Russia’s New Hypersonic Missile Travels Nearly 3 Km A Second
by Kyle Mizokami
Russia has tested a new hypersonic anti-ship missile that can travel a blistering 6,138 miles an hour, or 1.7 miles a second. The missile, known as Zircon, will attack ships at sea and land-based targets. It is in all likelihood unstoppable by modern air defences.
CNBC reports that Russia has tested the Zircon anti-ship missile five times, with the latest test occurring on December 10. The December test hit a top speed of Mach 8, or 6,138 miles an hour. CNBC quoted two anonymous U.S. government officials with direct knowledge of an intelligence report on the test. The latest test proved the Russians were capable of achieving sustained flight—a difficult goal in hypersonic flight research.
The network’s source also said that it was clear Zircon was being diversified away from being a purely anti-ship missile to also strike land targets. It is expected to enter production in 2021 and service with the Russian Navy in 2022.
Not much is known about Zircon. According to Naval Technology, development of the missile goes back to 2011. Under development by NPO Mashinostroeniya Military-Industrial Corporation, it could be a domestic version of the Indian-Russian BrahMos II hypersonic missile system. Naval Technology claims the missile is known internally in Russia as 3K22 (the equivalent of calling a Sidewinder air-to-air missile the AIM-9X).
Naval Technology quotes BrahMos II as having a range of 300 kilometres, or 186 miles. That’s likely a number chosen in order for both countries to adhere to the Missile Control Technology Regime, an international agreement which seeks to slow the spread of nuclear missile technology by limiting the range of exportable missiles capable of carrying one ton warheads to 186 miles. India and Russia are both MCTR signatories. Missiles built by either country for domestic use, however, would have no such range limitation.
According to Russian state media source TASS, Zircon is designed to launch from vertical launch silos on several types of Russian Navy ships, including the Steregushchy-class Corvettes and Admiral Gorshkov-class frigates. The battlecruisers Admiral Nakhimov and Pyotr Velikiy will also get Zircon during scheduled refits. Per Naval Recoginition, both battle cruisers should get the ability to launch up to ten Zircon missiles each.
The real threat, however, is from the Russian Navy’s new Yasen-class submarines. According to TASS the same vertical launch missile launchers that allow the Yasen class to carry up to 40 anti-ship missiles also allow the submarines to carry Zircon. Unlike surface ships, which could be tracked, a Yasen-class submarine could launch them from an unexpected location and direction.
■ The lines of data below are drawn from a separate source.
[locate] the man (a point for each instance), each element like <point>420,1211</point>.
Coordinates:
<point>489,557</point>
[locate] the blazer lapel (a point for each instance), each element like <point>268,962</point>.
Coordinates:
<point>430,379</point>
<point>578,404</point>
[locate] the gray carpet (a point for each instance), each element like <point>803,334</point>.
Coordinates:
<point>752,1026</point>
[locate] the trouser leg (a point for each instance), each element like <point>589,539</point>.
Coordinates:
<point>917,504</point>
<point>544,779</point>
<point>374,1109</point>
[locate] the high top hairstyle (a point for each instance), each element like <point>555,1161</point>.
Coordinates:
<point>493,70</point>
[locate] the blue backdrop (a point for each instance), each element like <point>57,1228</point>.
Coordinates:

This gets at the real problem behind Zircon: it’s probably impossible to shoot down at this point, and in a conflict with the U.S. Navy will likely penetrate American defences and sink ships—if it works as advertised. Although the U.S. Navy has a variety of defences, from SM-3 ballistic missile interceptors to SM-6 surface-to-air missiles, each is optimised against certain threats. While SM-3 can take on incoming ballistic missiles moving at a similar speed, it does so at the borders of space, far above Zircon’s likely flight profile. SM-6 can shoot down short-range ballistic missiles, cruise missiles, anti-ship missiles and aircraft, but whether or not it can hit something moving at 1.7 miles a second is unknown.
So, existing missiles can each tackle part of the problem, but not the whole problem of tackling Zircon. U.S. missile defences will likely need significant hardware and software upgrades to down an incoming Zircon. For now, the most effective means of neutralising these hypersonic missiles is to destroy the platforms that carry them before launch.
Zircon’s warhead could have a high explosive warhead, nuclear warhead, or no warhead at all. An object smashing into a target at nearly two miles a second will do significant damage, so a 2,000 pound non-explosive tungsten “warhead” would probably be an effective anti-ship warhead. High explosive is always an option.
Where Zircon could really excel is as a nuclear weapon. Fired from a submarine off the Eastern Seaboard, a hypersonic missile could hit a target at 186 miles in just 109 seconds.
Zircon is just one example of a slew of hypersonic weapons under development by the U.S., Russia, and China. Hypersonic research is pushing the boundaries of known engineering and science, but it may be in everyone’s interest to ban their testing or deployment.